Speaking of case, Finno-Ugric languages have a relatively rich system of cases with as many as 9-10 cases to encode spatial relationships (which we encode by prepositions in English). For example, in Hungarian the inessive case suffix -ban means ‘in’, the illative case suffix -ba means ‘into’ and the elative case suffix -ból meaning ‘out of’. Other spatial cases in Hungarian include the superessive -n meaning ‘on’, sublative -ra meaning ‘onto’, ablative -tól meaning ‘from’ and others.
Another commonality among Finno-Ugric languages is the lack of grammatical gender, even in their pronouns. As a result, the same pronoun is used for ‘he’ and ‘she’: hän in Finnish, tämä in Votic (an endangered language spoken by only about a dozen speakers in northwestern Russia), tema in Estonian, ő in Hungarian.
Finally, a prototypical Finno-Ugric language also has the so-called vowel harmony phenomenon whereby vowels assimilate to each other across intervening consonants. In particular, vowels in suffixes in languages like Finnish and Hungarian harmonize to be back or front depending on the vowel of the root (the front-back feature of the vowel refers to the position of the tongue on the horizontal axis; for example, /i/ in feel is a front vowel and /u/ in fool is a back vowel). Take, for example, the elative case suffix in Finnish (recall from above that elative case means ‘out of’). It can be pronounced in one of two ways: either with the [æ] sound (this is the sound in the English word cat, but it is spelled as ä in Finnish) or [a] depending on the vowel of the root. For instance, when added to the adjective ‘stupid’ the case suffix is pronounced with the front vowel ä because the vowels in the adjective root are themselves front vowels: y (pronounced like /i/ but with the lips rounded) and ä. Hence, the resulting word is tyhmä-stä ‘stupid’. But when the same suffix is attached to a word with back vowels, such as the word ‘naughty’, the suffix is pronounced with a back vowel too: tuhma-sta ‘naughty’.
This commonality of Finno-Ugric languages leads to join programs and projects for speakers of Finno-Ugric languages, across national and ethnic borders. For example, developers in Russia are going to create an online phrasebook that will include more than 1,000 most frequent words and word-combinations of everyday life for 11 Finno-Ugric languages. The list includes the Hungarian, Karelian, Komi, Mansi, Komi-Permyak, Mari, Moksha, Erzya, Udmurt, Finnish, and Khanty languages, as well as two lingue francae: Russian and English. The initiator and customer of this project is the ministry of national policy of the Komi Republic (a subject of the Russian Federation).
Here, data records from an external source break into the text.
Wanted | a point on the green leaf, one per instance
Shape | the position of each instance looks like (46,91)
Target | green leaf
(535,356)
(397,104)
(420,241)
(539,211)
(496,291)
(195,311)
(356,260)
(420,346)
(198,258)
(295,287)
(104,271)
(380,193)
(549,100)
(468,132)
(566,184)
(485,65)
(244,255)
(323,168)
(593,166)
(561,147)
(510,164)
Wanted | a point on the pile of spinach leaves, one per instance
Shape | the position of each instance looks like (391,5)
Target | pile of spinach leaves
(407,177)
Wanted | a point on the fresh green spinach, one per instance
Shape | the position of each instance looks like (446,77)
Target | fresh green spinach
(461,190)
The resulting online phrasebook will be published under a free license that will allow all volunteers to use and develop it on their own thus allowing for the growth of the phrasebook, which will be ultimately available in three versions: on websites, a short version by the cell phones, and after downloading in off-line mode on the computer.
Another Finno-Ugric-specific program has been recently started by the Estonian Kindred People’s Programme awarding the Ilmapuu (World Tree) Prize for efforts aimed at preserving Finno-Ugric cultural identity. The first Ilmapuu Prize was awarded in 2010 to Tatiana Efimova, the head of the Society of Votian Culture for “supporting the self-awareness of the Votian people and contributing to the preservation of local customs”.